New status: syncing-files
[2/7] Processing file mounts
To run a command as administrator (user "root"), use "sudo <command>".
See "man sudo_root" for details.
Shared connection to 34.82.93.47 closed.
To run a command as administrator (user "root"), use "sudo <command>".
See "man sudo_root" for details.
Shared connection to 34.82.93.47 closed.
[3/7] No worker file mounts to sync
2023-11-26 15:05:11,818 INFO node.py:321 -- wait_for_compute_zone_operation: Waiting for operation operation-1701032711498-60b148a852c8e-496dc400-5656f8c3 to finish...
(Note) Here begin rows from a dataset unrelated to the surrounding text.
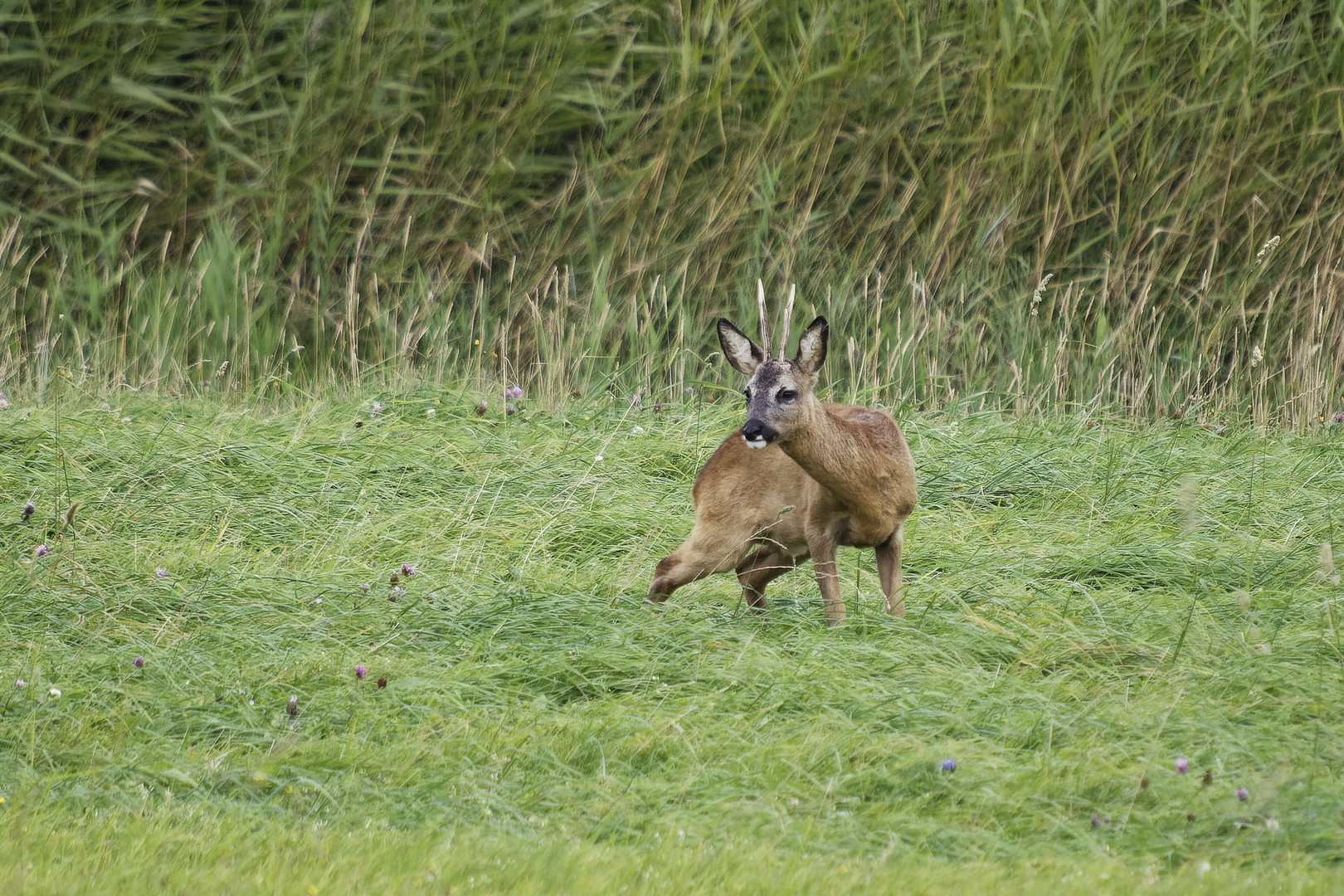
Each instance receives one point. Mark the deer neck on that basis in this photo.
(827, 449)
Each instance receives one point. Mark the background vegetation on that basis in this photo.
(565, 195)
(1088, 605)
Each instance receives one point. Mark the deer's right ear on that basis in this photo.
(738, 348)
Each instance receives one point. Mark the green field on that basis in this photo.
(260, 262)
(1092, 598)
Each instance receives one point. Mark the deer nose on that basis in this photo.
(757, 434)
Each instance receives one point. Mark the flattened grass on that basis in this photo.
(1090, 599)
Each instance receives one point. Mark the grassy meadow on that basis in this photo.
(1090, 599)
(260, 262)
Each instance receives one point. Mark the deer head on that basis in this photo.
(780, 390)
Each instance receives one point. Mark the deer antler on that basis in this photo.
(765, 325)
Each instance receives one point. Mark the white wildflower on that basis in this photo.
(1266, 249)
(1040, 289)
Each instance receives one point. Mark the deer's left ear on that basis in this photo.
(812, 347)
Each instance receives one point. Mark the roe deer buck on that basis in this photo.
(797, 480)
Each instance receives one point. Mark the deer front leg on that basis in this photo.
(828, 578)
(889, 572)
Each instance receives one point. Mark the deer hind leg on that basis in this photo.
(767, 564)
(889, 572)
(698, 558)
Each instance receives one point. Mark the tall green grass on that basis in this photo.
(567, 193)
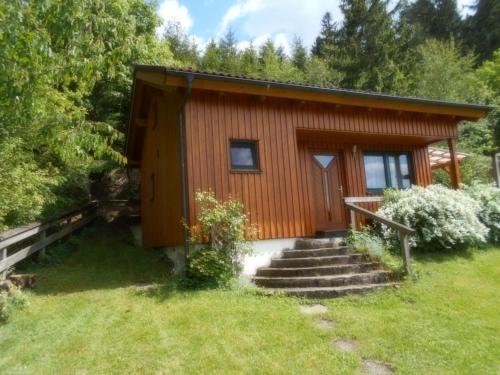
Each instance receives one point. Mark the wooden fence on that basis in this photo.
(404, 231)
(19, 243)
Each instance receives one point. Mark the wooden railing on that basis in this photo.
(404, 231)
(19, 243)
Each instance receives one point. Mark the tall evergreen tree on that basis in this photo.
(250, 61)
(369, 47)
(299, 54)
(182, 48)
(482, 29)
(438, 19)
(326, 39)
(211, 59)
(229, 52)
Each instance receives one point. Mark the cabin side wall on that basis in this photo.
(161, 208)
(278, 198)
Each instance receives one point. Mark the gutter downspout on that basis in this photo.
(182, 151)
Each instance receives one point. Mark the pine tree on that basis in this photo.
(437, 19)
(326, 40)
(229, 52)
(483, 29)
(299, 54)
(250, 61)
(182, 48)
(211, 59)
(369, 47)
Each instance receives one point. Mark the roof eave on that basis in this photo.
(472, 111)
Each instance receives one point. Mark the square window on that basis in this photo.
(244, 155)
(384, 170)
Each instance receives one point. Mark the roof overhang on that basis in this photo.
(162, 77)
(441, 158)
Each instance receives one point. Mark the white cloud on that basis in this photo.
(464, 7)
(172, 11)
(279, 20)
(238, 10)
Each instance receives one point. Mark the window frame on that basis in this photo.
(387, 174)
(245, 169)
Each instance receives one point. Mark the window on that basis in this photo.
(385, 170)
(244, 155)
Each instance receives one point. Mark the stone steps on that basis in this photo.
(322, 268)
(332, 292)
(325, 251)
(318, 270)
(318, 260)
(372, 277)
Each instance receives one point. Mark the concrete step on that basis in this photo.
(316, 243)
(332, 292)
(318, 261)
(373, 277)
(309, 253)
(318, 270)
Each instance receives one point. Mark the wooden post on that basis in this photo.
(454, 166)
(3, 255)
(43, 236)
(405, 249)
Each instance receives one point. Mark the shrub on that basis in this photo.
(488, 197)
(443, 218)
(368, 242)
(223, 225)
(10, 301)
(208, 268)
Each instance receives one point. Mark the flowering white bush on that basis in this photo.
(488, 197)
(443, 218)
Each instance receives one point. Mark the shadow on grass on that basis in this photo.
(440, 256)
(102, 256)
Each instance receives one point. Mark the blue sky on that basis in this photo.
(253, 20)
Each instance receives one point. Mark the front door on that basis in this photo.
(327, 191)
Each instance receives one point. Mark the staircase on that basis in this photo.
(319, 268)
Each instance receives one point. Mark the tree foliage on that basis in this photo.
(65, 71)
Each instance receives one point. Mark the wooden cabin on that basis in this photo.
(291, 152)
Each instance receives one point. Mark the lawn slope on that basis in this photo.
(108, 308)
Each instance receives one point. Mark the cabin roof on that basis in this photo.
(440, 157)
(479, 110)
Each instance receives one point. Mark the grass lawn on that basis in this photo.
(94, 313)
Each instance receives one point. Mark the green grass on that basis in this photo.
(92, 314)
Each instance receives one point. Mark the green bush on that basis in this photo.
(368, 242)
(208, 268)
(223, 225)
(11, 301)
(443, 218)
(488, 197)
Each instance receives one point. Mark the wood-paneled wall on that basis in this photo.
(278, 198)
(161, 210)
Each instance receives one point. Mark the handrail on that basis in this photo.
(59, 227)
(404, 231)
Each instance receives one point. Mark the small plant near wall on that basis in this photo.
(488, 196)
(443, 218)
(367, 241)
(224, 230)
(11, 300)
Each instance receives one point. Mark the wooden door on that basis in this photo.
(327, 191)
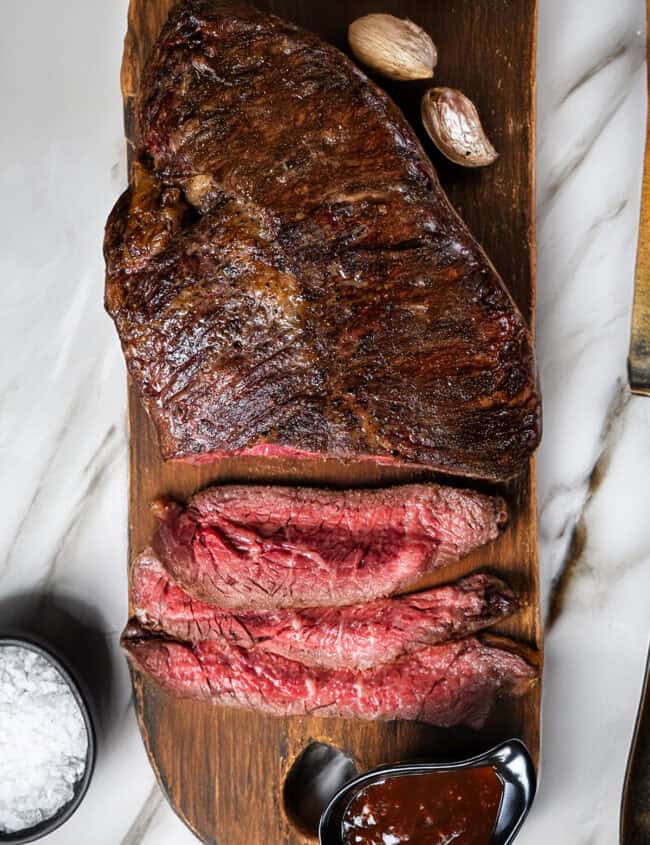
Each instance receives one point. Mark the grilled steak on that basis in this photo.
(358, 636)
(286, 274)
(264, 547)
(450, 684)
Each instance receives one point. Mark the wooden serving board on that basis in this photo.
(224, 770)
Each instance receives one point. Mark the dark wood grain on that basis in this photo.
(223, 770)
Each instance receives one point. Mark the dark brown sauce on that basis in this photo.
(440, 808)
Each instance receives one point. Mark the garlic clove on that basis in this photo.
(394, 47)
(453, 124)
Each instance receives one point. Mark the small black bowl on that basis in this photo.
(510, 760)
(31, 834)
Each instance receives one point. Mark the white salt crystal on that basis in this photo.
(43, 739)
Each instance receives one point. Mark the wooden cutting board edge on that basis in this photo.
(144, 19)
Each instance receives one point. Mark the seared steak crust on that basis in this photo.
(288, 277)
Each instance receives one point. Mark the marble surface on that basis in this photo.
(62, 398)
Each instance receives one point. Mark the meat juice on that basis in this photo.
(440, 808)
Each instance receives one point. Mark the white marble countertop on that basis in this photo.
(62, 397)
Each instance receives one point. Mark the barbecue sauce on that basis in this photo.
(458, 807)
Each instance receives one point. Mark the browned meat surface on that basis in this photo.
(357, 636)
(287, 276)
(263, 547)
(450, 684)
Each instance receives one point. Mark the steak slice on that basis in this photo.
(450, 684)
(286, 274)
(358, 636)
(247, 546)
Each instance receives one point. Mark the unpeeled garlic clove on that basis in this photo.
(453, 124)
(394, 47)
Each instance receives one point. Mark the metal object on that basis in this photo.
(46, 827)
(635, 806)
(511, 761)
(639, 358)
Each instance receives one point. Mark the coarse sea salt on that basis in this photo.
(43, 739)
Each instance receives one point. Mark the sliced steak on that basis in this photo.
(286, 274)
(450, 684)
(264, 547)
(357, 636)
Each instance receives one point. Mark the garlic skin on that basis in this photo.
(394, 47)
(453, 124)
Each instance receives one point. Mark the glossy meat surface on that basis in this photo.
(450, 684)
(357, 636)
(254, 546)
(287, 276)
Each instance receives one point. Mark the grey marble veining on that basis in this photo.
(63, 411)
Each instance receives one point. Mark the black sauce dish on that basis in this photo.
(31, 834)
(511, 761)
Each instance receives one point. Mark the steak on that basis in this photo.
(287, 276)
(450, 684)
(357, 636)
(264, 547)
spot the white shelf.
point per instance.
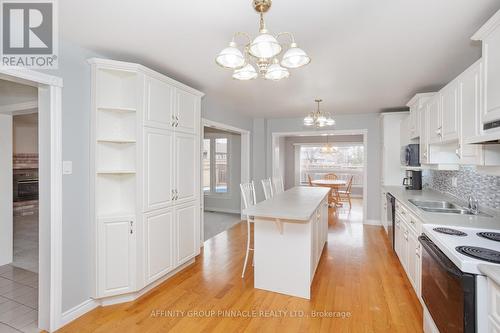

2023-11-26 15:05:17,257 INFO node.py:340 -- wait_for_compute_zone_operation: Operation operation-1701032711498-60b148a852c8e-496dc400-5656f8c3 finished.
New status: setting-up
[4/7] No initialization commands to run.
[5/7] Initializing command runner
[6/7] Running setup commands
(0/3) (stat /opt/conda/bin/ &> /dev/...
To run a command as administrator (user "root"), use "sudo <command>".
See "man sudo_root" for details.
Shared connection to 34.82.93.47 closed.
(1/3) which ray || pip install -U "r...
To run a command as administrator (user "root"), use "sudo <command>".
See "man sudo_root" for details.
Command 'pip' not found, but can be installed with:
sudo apt install python3-pip
Shared connection to 34.82.93.47 closed.
2023-11-26 15:05:18,829 INFO node.py:321 -- wait_for_compute_zone_operation: Waiting for operation operation-1701032718577-60b148af12dfd-0e1364e0-202ae734 to finish...
2023-11-26 15:05:24,431 INFO node.py:340 -- wait_for_compute_zone_operation: Operation operation-1701032718577-60b148af12dfd-0e1364e0-202ae734 finished.
New status: update-failed
!!!
SSH command failed.
!!!
Failed to setup head node.
The following is my cluster configuration:
# A unique identifier for the head node and workers of this cluster.
cluster_name: minimal
max_workers: 1
# Cloud-provider specific configuration.
provider:
type: gcp
region: us-west1
project_id: [project_id]
availability_zone: us-west1-a
available_node_types:
ray_head_default:
node_config:
machineType: e2-standard-4
disks:
- boot: true
autoDelete: true
initializeParams:
diskSizeGb: 20
sourceImage: projects/ubuntu-os-cloud/global/images/ubuntu-2304-lunar-amd64-v20231030
diskType: projects/ubuntu-os-cloud/zones/us-west1-a/diskTypes/pd-ssd
serviceAccounts:
- email: ray-autoscaler-sa-v1@[project_id].iam.gserviceaccount.com
resources:
CPU: 2
ray_worker_default:
min_workers: 0
max_workers: 1
node_config:
machineType: e2-standard-4
disks:
- boot: true
autoDelete: true
initializeParams:
diskSizeGb: 20
sourceImage: projects/ubuntu-os-cloud/global/images/ubuntu-2304-lunar-amd64-v20231030
diskType: projects/ubuntu-os-cloud/zones/us-west1-a/diskTypes/pd-ssd
serviceAccounts:
- email: ray-autoscaler-sa-v1@[project_id].iam.gserviceaccount.com
resources:
CPU: 2
head_node_type: ray_head_default
Can you please tell me what am I doing wrong?